Not long after he published The Book of Mormon (1830), Prophet Joseph Smith Jr. gathered followers in Kirtland, Ohio in February of 1831 with the plan of building an American Zion in the west. Over the next few years, Smith sent out missionaries, published texts, and broke ground for a temple in Kirtland. The town grew at such an exponential pace that Smith and his followers founded the Kirtland Safety Society bank in 1836 to serve the needs of their community and the church, which was land-rich but cash-poor. The KSS was twice denied a charter by the state of Ohio, however, so in early 1837 it reorganized itself as the Kirtland Safety Society Anti-Banking Company, a "quasi-bank" that issued notes, hoping that its enormous capitalization would encourage the state to grant a charter.
Soon after, Smith found himself facing a slate of lawsuits and legal challenges over operating an illegal bank. From April 7-10, perhaps to protect church land from seizure, Smith signed six land deeds for a total of 146 acres to William Marks, one of which was the deed to the land for the Kirtland Temple (not the present example, however).
The KSSABC's problems were exacerbated by the Panic of 1837 which began in May of that year. Smith was inundated by creditors and arrested seven times in four months. The community was in chaos, with many members fleeing to Missouri and others breaking away to form a new church. Unhappy with Smith's leadership, the members exiled him. In January of 1838 he left for Missouri under cover of night, never to return.
The present document regards the sale of a plot of land in Kirtland sold just a year earlier to Smith, his two brothers William and Don Carlos, and William Miller by Peter and Sarah French. For $500, the Smith brothers and Miller sell the parcel to William Marks, himself a leader in the LDS Church in Kirtland, who was considered to be first in line for leadership after the death of Smith. Marks is best remembered as one of the early leaders who was critical of plural marriage, claiming that Joseph Smith Jr. himself had wearied of the practice before his death.

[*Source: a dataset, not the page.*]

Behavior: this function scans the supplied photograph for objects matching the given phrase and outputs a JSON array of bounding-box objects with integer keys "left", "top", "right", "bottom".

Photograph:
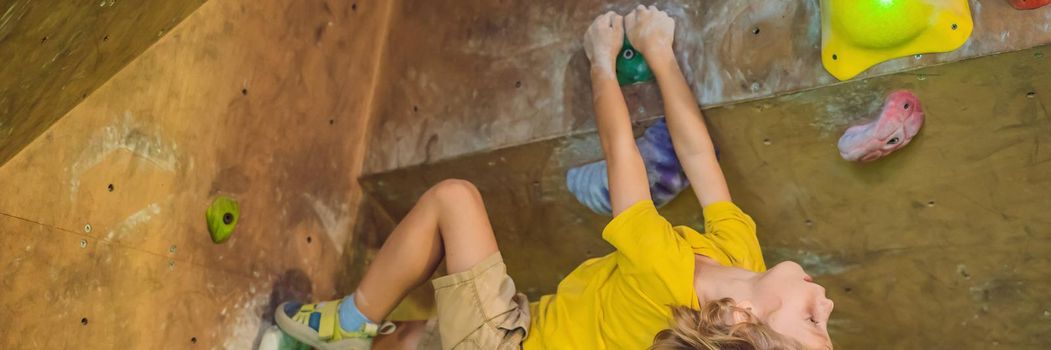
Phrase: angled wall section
[{"left": 0, "top": 0, "right": 206, "bottom": 167}]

In part: "Know all men by these presents that I Joseph Smith Jr of the County of Geauga in the state of Ohio for and in consideration of the sum of five hundred dollars to me now in hand paid by William Marks of the county aforesaid the receipt of which is hereby acknowledged have granted bargained sold remised and quit claimed and by these presents do grant bargain sell remise and quite claim with the said William Marks and to his heirs and assigns forever all my right and title to that place or parcel of land situated in Kirtland Township & county and state aforesaid deeded to William Miller William Smith Don Castro Smith and Joseph Smith Jr all of Kirtland Township ... by Peter French & Sarah French his wife which deed bears date the fifth day of October AD one thousand eight hundred and thirty six...."
Peter French was one of the first settlers in the Western Reserve, arriving in 1798 to build and run a grist mill. He purchased several parcels of land in the Kirtland area, building a log cabin and later a large brick house that would serve as the township's first inn, located diagonally across from N.K. Whitney's store in the Kirtland flats, and serving as a local gathering place for the LDS community. In the 1830s French sold the inn and the other land he owned, including the plot for the Temple, to the Church.
Footnotes
This lot relates to the family of Mormon leader Newel K. Whitney (1795-1850), an early convert to the LDS Church who took up a leadership role at Kirtland alongside Joseph Smith which continued through Nauvoo until his death in Utah in 1850. N.K. Whitney was the eldest of 10 children of Samuel F. Whitney III and his wife Susannah. After N.K.'s conversion, his parents and several of his siblings also joined the LDS Church, although not his brother Samuel F. Whitney IV, who figures largely in the correspondence presented here, and through whose line of descent these documents likely hail.